The number of housing starts in January fell by 8.5%, way more than economists had been expecting. Additionally, confidence levels among homebuilders also dropped for the first time in almost a year. After that disappointing housing news was released today, all the major indexes began trading lower. As of 12:45 p.m. EST. the Dow Jones Industrial Average (^DJI -0.11%) is down 20 points, or 0.15%, to 14,015. The S&P 500 and the NASDAQ are both performing slightly worse, down 0.42% and 0.59%, respectively.

So who's down and why?
For the second day in a row, shares of UnitedHealth (UNH 0.23%) are down 1.7%. The continuous slide owes to the profit warning Humana released yesterday. Due to the government's proposed 2014 Medicare Advantage rates, which Humana claims are too low, the company is projecting that its profit will take a hit next year. The proposed rate change will affect not only Humana but the whole health insurance industry, which includes UnitedHealth, the largest U.S. health-insurer.

Caterpillar (CAT 0.07%) has lost 1.6% after the company announced that global retail machine sales dropped 4% during November, December, and January after falling just 1% in the three months ending in December. North American sales fell by 11%, while the Asia-Pacific region saw sales drop by 12%. Latin America increased by 3%, and the Europe, Africa, and Middle East region rose by 1%.

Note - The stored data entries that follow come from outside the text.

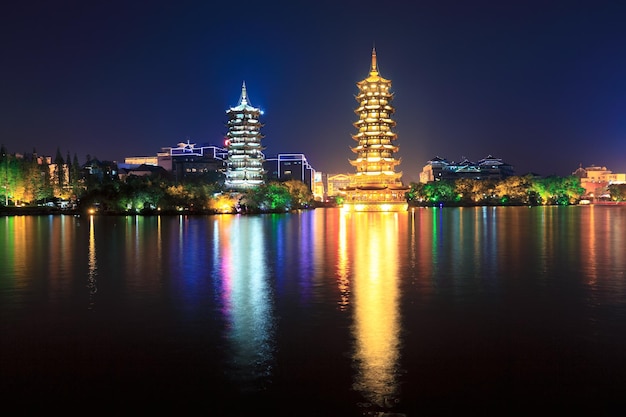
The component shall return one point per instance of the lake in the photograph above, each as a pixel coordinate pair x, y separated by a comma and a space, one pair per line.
436, 311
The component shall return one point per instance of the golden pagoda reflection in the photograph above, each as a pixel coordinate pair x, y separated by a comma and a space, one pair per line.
93, 265
376, 311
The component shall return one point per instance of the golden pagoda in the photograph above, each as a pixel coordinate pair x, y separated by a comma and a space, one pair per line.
375, 186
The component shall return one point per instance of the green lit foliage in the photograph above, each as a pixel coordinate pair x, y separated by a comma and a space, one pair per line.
301, 196
513, 190
415, 193
617, 192
224, 203
438, 192
272, 197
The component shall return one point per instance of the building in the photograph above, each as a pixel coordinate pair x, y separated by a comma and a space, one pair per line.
244, 166
289, 166
438, 169
375, 186
186, 161
596, 180
336, 184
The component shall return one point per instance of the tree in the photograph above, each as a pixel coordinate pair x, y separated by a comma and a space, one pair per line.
300, 194
617, 192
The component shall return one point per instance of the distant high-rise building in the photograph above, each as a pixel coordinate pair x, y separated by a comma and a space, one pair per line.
375, 186
244, 167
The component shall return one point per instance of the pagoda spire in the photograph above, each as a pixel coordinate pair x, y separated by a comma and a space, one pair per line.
374, 67
243, 100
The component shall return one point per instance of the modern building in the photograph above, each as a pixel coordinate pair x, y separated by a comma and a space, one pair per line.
289, 166
438, 169
185, 161
244, 163
596, 180
375, 186
336, 184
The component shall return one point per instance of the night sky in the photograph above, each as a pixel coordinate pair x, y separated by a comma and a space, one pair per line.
540, 84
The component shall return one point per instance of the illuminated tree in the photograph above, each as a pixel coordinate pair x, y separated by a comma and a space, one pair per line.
224, 203
300, 194
618, 192
272, 197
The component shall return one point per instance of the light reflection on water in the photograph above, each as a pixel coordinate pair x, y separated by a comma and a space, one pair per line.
376, 311
352, 306
247, 299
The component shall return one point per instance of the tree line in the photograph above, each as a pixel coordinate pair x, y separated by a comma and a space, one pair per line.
31, 180
526, 190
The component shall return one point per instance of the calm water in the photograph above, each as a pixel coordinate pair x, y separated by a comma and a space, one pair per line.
507, 311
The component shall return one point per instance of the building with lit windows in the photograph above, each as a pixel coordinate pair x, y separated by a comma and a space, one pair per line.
438, 169
596, 180
289, 166
375, 186
244, 163
185, 161
336, 184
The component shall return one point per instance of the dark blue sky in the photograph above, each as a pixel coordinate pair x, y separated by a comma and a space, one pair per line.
540, 84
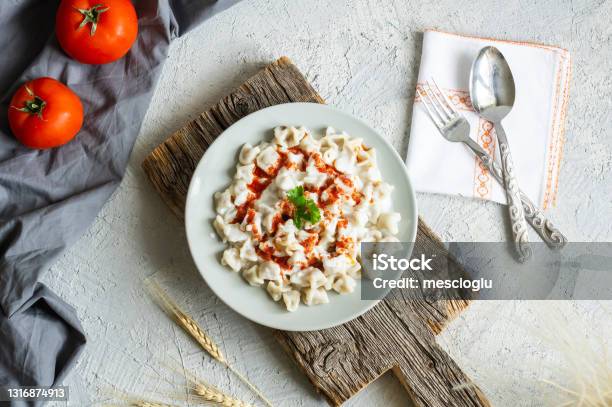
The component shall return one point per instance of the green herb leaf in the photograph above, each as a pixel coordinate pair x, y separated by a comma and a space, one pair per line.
305, 209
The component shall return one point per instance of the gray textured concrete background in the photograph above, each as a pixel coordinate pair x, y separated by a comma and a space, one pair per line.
362, 56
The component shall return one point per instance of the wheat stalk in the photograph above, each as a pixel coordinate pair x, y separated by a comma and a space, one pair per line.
209, 393
190, 326
142, 403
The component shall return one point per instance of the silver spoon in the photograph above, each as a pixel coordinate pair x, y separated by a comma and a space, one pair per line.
492, 92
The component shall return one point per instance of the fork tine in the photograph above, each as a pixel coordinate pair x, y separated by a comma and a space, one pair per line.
435, 118
442, 115
444, 97
437, 98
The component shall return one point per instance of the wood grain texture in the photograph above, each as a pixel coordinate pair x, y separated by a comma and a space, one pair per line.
397, 334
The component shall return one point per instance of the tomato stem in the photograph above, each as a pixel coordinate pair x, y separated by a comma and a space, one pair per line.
92, 15
33, 106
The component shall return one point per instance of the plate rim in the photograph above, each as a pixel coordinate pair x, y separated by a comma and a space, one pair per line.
334, 110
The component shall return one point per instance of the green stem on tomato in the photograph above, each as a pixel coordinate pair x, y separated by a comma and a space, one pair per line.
92, 15
32, 106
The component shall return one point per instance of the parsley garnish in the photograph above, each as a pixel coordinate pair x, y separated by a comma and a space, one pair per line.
305, 208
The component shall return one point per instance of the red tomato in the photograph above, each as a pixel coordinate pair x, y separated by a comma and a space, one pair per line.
96, 31
45, 113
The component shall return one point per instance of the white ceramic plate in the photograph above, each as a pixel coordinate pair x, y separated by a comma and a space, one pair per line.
215, 172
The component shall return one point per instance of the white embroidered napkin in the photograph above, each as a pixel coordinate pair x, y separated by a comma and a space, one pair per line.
535, 126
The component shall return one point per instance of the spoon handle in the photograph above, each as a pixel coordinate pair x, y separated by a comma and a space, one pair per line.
513, 195
534, 216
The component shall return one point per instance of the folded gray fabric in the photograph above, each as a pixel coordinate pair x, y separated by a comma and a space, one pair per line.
48, 198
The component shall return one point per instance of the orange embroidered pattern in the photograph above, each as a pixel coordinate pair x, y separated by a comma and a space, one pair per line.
482, 179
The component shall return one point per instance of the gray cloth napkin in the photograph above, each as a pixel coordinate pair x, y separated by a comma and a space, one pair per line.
48, 198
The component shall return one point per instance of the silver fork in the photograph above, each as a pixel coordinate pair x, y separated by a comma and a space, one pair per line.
454, 127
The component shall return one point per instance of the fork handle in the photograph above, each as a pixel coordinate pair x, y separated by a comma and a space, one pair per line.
543, 226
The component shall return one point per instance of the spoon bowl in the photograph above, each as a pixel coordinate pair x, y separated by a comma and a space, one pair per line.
492, 87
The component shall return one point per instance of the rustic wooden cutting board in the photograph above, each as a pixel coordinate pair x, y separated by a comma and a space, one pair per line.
398, 334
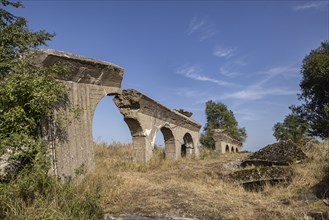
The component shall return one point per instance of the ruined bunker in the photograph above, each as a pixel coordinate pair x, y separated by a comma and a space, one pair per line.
224, 143
88, 82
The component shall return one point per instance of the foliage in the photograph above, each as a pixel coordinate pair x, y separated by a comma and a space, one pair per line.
292, 128
218, 116
315, 91
32, 103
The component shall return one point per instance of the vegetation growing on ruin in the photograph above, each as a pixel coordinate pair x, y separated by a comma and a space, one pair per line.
201, 188
219, 116
31, 100
311, 118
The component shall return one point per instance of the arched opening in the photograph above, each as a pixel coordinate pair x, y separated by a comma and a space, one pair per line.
111, 135
187, 147
227, 149
168, 144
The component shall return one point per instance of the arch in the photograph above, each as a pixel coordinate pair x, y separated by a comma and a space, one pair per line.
134, 127
169, 141
187, 148
227, 149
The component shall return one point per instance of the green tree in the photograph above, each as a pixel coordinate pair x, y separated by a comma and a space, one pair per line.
292, 128
31, 100
315, 91
28, 94
219, 116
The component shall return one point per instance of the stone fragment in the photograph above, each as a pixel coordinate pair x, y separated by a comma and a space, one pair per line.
281, 153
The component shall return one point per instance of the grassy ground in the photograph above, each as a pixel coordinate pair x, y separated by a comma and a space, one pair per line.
198, 188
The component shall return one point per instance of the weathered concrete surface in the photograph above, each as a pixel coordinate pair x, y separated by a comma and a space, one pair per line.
224, 143
89, 81
145, 117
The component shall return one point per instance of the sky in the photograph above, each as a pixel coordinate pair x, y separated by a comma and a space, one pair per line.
246, 54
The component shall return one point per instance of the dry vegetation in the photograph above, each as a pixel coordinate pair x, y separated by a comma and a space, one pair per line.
198, 188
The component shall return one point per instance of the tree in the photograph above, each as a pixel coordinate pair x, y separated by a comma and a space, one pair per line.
28, 94
292, 128
315, 91
218, 116
31, 99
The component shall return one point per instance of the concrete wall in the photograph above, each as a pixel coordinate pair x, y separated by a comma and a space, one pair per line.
88, 82
145, 117
224, 143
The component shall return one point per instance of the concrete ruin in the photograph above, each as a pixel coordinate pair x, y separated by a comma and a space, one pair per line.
88, 82
224, 143
145, 117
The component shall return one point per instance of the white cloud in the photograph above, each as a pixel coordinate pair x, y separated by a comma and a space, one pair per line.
226, 72
201, 27
248, 114
286, 72
263, 88
232, 68
195, 73
224, 52
257, 93
311, 5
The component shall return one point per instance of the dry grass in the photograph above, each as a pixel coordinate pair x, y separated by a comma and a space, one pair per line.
198, 187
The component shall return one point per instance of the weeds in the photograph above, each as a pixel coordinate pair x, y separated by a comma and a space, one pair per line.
198, 187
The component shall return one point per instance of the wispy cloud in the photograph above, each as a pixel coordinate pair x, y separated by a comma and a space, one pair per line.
311, 5
256, 93
232, 68
224, 52
201, 27
248, 114
264, 87
195, 73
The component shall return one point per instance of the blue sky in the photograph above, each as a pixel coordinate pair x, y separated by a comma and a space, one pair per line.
246, 54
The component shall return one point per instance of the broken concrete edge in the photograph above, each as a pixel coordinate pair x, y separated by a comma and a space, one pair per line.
138, 97
75, 57
256, 162
220, 135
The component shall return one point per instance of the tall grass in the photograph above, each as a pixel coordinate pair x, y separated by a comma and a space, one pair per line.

Shares of JPMorgan Chase (JPM 0.49%) are down 0.9% after a group of investors filed a proposal to split the CEO and chairman positions. Jamie Dimon currently holds both positions, but some investors believe he is unable to restore confidence in the bank and ensure future regulatory compliance. These concerns stem from the London Whale scandal and regulatory sanctions the company has faced in recent months. Shareholders will vote on the proposal in May during the company's annual shareholder meeting.